How do modern fertilization technologies affect our ideas about the family? The opinion of a psychoanalyst.
In vitro fertilization, sperm donation, surrogacy… Thinking about the variety and complexity of modern artificial insemination techniques makes one dizzy. In addition, they completely change the traditional ideas about the family and procreation. This raises many questions in the fields of ethics, psychology and jurisprudence, but the main one is this: is the family changing in connection with these unprecedented changes? We talked with psychoanalyst Geneviève Delaisi de Parseval about how modern technologies have turned the very concepts of motherhood and fatherhood upside down.
Psychologies: Do parents develop a new sense of self in what you call the “new fertilization kitchen”?
Genevieve Delaisy de Parseval: Undoubtedly. For the first time in the history of mankind, all the processes necessary for conception have become clear and manageable: it is now possible to produce embryos that can be placed in the uterus of another woman, not the one from whom the oocytes were taken — a surrogate mother — or these embryos can remain frozen in for many years.
- Is surrogacy dangerous?
Medical assistance during fertilization shatters all ideas about the family, which seemed to be generated by common sense, and makes us reconsider hitherto seemingly unshakable concepts: what does it mean to be a father? Mother? Brothers and sisters? This is an unprecedented upheaval, the consequences of which are not yet fully understood. Until the 1970s and 80s, parents were two people of different sexes who were married or simply living together and gave birth to a child they recognized as their own. However, with the beginning of the use of donor sperm, with the advent of surrogate mothers, with the emergence of demand for children from so-called same-sex parents, the very concept of «becoming parents» becomes more and more complex.
In addition, the age at which conception is possible is now being extended …
Indeed, a large number of women who use donor oocytes become mothers quite late, and maybe after a while we will see how people will freeze germ cells and embryos in anticipation of a “opportune moment” or a “good partner”! We are present at the beginning of absolutely revolutionary changes in the very concept of the family. I bet that in ten years the concept of parenthood will be associated not so much with the concept of a couple, but with one person who will perceive his fatherhood or motherhood as a duty, the most important element that determines his sexual, social, civic identity.
- «I have a very sensitive child»
Science rushes forward by leaps and bounds, but does our psyche keep up with it?
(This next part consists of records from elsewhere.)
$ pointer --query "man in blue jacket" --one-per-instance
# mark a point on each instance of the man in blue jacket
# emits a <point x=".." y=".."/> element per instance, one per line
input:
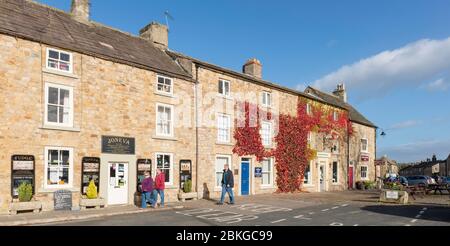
<point x="227" y="185"/>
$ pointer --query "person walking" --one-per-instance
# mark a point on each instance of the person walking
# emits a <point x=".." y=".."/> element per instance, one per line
<point x="160" y="181"/>
<point x="147" y="191"/>
<point x="227" y="185"/>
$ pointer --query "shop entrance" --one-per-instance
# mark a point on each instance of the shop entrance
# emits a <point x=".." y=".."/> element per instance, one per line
<point x="117" y="183"/>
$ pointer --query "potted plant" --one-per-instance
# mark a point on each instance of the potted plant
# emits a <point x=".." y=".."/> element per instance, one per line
<point x="91" y="199"/>
<point x="187" y="193"/>
<point x="25" y="201"/>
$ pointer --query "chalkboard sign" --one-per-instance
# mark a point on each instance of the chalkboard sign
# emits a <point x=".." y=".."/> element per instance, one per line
<point x="22" y="171"/>
<point x="258" y="172"/>
<point x="118" y="145"/>
<point x="63" y="200"/>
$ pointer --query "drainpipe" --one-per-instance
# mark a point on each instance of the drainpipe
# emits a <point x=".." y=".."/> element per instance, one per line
<point x="196" y="128"/>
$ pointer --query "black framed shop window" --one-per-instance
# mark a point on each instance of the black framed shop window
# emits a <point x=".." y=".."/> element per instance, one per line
<point x="90" y="171"/>
<point x="22" y="171"/>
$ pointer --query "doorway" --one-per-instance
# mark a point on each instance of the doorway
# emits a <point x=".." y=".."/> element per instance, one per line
<point x="117" y="183"/>
<point x="245" y="177"/>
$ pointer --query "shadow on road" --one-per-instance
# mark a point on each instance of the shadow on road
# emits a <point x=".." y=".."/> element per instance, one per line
<point x="433" y="212"/>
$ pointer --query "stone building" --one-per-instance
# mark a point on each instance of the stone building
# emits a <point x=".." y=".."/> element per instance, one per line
<point x="79" y="97"/>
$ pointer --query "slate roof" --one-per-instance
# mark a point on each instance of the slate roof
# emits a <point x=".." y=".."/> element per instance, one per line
<point x="354" y="115"/>
<point x="39" y="23"/>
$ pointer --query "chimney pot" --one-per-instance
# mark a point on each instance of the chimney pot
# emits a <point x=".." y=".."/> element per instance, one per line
<point x="253" y="67"/>
<point x="81" y="10"/>
<point x="157" y="34"/>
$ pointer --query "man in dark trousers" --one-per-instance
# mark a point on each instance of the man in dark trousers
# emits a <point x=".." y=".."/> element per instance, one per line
<point x="227" y="185"/>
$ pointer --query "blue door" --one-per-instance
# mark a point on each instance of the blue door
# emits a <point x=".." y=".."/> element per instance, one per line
<point x="245" y="178"/>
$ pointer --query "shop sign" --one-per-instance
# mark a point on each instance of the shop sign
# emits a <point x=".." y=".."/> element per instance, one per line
<point x="118" y="145"/>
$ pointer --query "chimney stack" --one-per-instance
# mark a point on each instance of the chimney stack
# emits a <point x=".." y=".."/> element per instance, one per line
<point x="253" y="68"/>
<point x="81" y="10"/>
<point x="340" y="92"/>
<point x="157" y="34"/>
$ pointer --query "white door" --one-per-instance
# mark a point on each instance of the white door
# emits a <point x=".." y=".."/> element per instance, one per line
<point x="118" y="183"/>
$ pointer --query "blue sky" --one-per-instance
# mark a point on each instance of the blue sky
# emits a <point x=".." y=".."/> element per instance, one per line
<point x="394" y="56"/>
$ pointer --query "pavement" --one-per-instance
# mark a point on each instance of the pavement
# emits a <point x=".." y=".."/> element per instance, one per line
<point x="348" y="208"/>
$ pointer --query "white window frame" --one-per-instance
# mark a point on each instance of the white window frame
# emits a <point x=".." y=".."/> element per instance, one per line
<point x="228" y="119"/>
<point x="172" y="163"/>
<point x="217" y="171"/>
<point x="337" y="172"/>
<point x="270" y="132"/>
<point x="266" y="95"/>
<point x="309" y="183"/>
<point x="71" y="164"/>
<point x="172" y="121"/>
<point x="222" y="83"/>
<point x="367" y="172"/>
<point x="308" y="109"/>
<point x="271" y="160"/>
<point x="367" y="145"/>
<point x="162" y="91"/>
<point x="57" y="69"/>
<point x="70" y="106"/>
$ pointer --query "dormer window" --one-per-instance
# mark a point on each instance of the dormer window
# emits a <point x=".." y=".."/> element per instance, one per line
<point x="59" y="60"/>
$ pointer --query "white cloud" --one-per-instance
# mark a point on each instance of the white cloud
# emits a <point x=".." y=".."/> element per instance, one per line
<point x="417" y="151"/>
<point x="438" y="85"/>
<point x="405" y="124"/>
<point x="409" y="65"/>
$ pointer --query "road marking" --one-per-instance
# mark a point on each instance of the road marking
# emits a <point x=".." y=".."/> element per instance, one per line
<point x="336" y="224"/>
<point x="277" y="221"/>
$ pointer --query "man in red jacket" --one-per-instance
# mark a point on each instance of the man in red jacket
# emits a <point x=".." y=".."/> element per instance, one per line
<point x="160" y="181"/>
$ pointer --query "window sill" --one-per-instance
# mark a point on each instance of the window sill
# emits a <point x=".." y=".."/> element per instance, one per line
<point x="164" y="94"/>
<point x="168" y="138"/>
<point x="60" y="128"/>
<point x="267" y="187"/>
<point x="224" y="143"/>
<point x="60" y="73"/>
<point x="54" y="189"/>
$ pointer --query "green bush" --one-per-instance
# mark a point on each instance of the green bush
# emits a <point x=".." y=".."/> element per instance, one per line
<point x="187" y="186"/>
<point x="25" y="192"/>
<point x="91" y="192"/>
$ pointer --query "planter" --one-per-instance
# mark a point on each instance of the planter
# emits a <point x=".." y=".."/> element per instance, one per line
<point x="35" y="206"/>
<point x="184" y="196"/>
<point x="92" y="203"/>
<point x="394" y="196"/>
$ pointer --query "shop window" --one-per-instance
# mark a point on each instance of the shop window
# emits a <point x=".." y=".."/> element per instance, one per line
<point x="59" y="167"/>
<point x="221" y="161"/>
<point x="335" y="172"/>
<point x="364" y="173"/>
<point x="266" y="133"/>
<point x="58" y="105"/>
<point x="267" y="172"/>
<point x="164" y="85"/>
<point x="164" y="120"/>
<point x="164" y="161"/>
<point x="224" y="88"/>
<point x="59" y="60"/>
<point x="223" y="128"/>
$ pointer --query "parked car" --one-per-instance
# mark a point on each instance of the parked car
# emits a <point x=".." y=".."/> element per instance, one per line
<point x="419" y="180"/>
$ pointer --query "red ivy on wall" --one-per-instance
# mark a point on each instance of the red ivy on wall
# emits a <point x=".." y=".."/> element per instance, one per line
<point x="292" y="153"/>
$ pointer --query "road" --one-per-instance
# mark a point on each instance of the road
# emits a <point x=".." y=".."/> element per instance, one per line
<point x="287" y="211"/>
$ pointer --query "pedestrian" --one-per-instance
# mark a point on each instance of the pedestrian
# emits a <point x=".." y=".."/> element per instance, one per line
<point x="147" y="191"/>
<point x="160" y="181"/>
<point x="227" y="185"/>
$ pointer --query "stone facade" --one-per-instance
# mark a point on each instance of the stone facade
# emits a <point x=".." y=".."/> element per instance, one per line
<point x="109" y="99"/>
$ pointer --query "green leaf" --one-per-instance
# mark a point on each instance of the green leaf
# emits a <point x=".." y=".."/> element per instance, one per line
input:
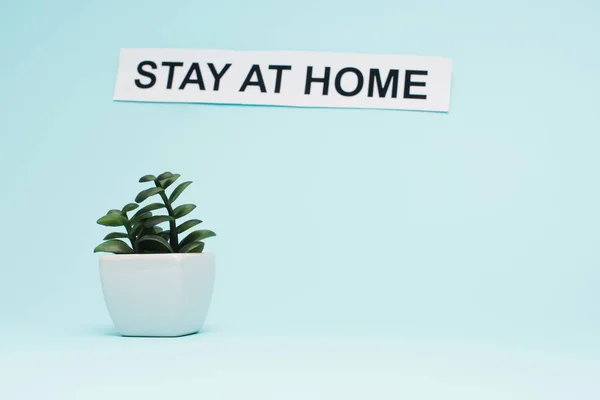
<point x="194" y="247"/>
<point x="149" y="207"/>
<point x="178" y="190"/>
<point x="115" y="235"/>
<point x="187" y="225"/>
<point x="168" y="182"/>
<point x="141" y="217"/>
<point x="114" y="246"/>
<point x="197" y="235"/>
<point x="130" y="207"/>
<point x="112" y="220"/>
<point x="147" y="178"/>
<point x="163" y="176"/>
<point x="159" y="219"/>
<point x="155" y="242"/>
<point x="183" y="210"/>
<point x="144" y="194"/>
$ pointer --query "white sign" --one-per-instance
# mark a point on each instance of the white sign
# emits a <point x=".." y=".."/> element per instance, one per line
<point x="285" y="78"/>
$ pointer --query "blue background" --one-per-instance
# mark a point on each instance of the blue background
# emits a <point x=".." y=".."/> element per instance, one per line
<point x="361" y="253"/>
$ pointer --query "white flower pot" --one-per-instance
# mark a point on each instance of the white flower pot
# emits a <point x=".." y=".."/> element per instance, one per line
<point x="158" y="294"/>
As a psychoanalyst, I have always wondered how artificial insemination parents show their creativity in creating their own parenting scenario. Our subconscious is flexible, it adapts to a new situation, but with one condition: it must be provided with good material. For parents who turn to new technologies, this means being clear about what happened to them, not isolating other people, and being able to convey their story to their children without burdening it with either lies or reticence.
I can state that more and more young people, artificially conceived in the 1980s with the help of an anonymous donor, are turning to a psychoanalyst in connection with severe existential problems. They feel that they are in a worse position compared to adopted children, who, for the most part, can access their personal file. This causes suffering to their parents as well. The subconscious does not miss anything. What has been repressed or repressed is returning. “Drive nature through the door, it will fly in through the window”… We cannot pretend that biological or genetic heredity does not mean anything in the “true biography” of a person.
New methods of fertilization pose a question that concerns us all: what is a family today?
This is the most important question. The family remains the place for the birth and upbringing of children, but having passed through the nuclear stage (when the family consists of two parents and their children), it is now entering a period characterized by polyparenthood. The family revolution is in full swing today. I have noticed that the various ways of creating a family associated with artificial insemination, in fact, do not threaten the social bonds that are tied around the process of procreation. Rather, they enrich it: I mean the “feeling of fatherhood during pregnancy” that some fathers experience when a couple resorts to the help of an anonymous donor, or the relationship that future parents establish with surrogate mothers … In some In this sense, artificial insemination parents help the entire society move forward.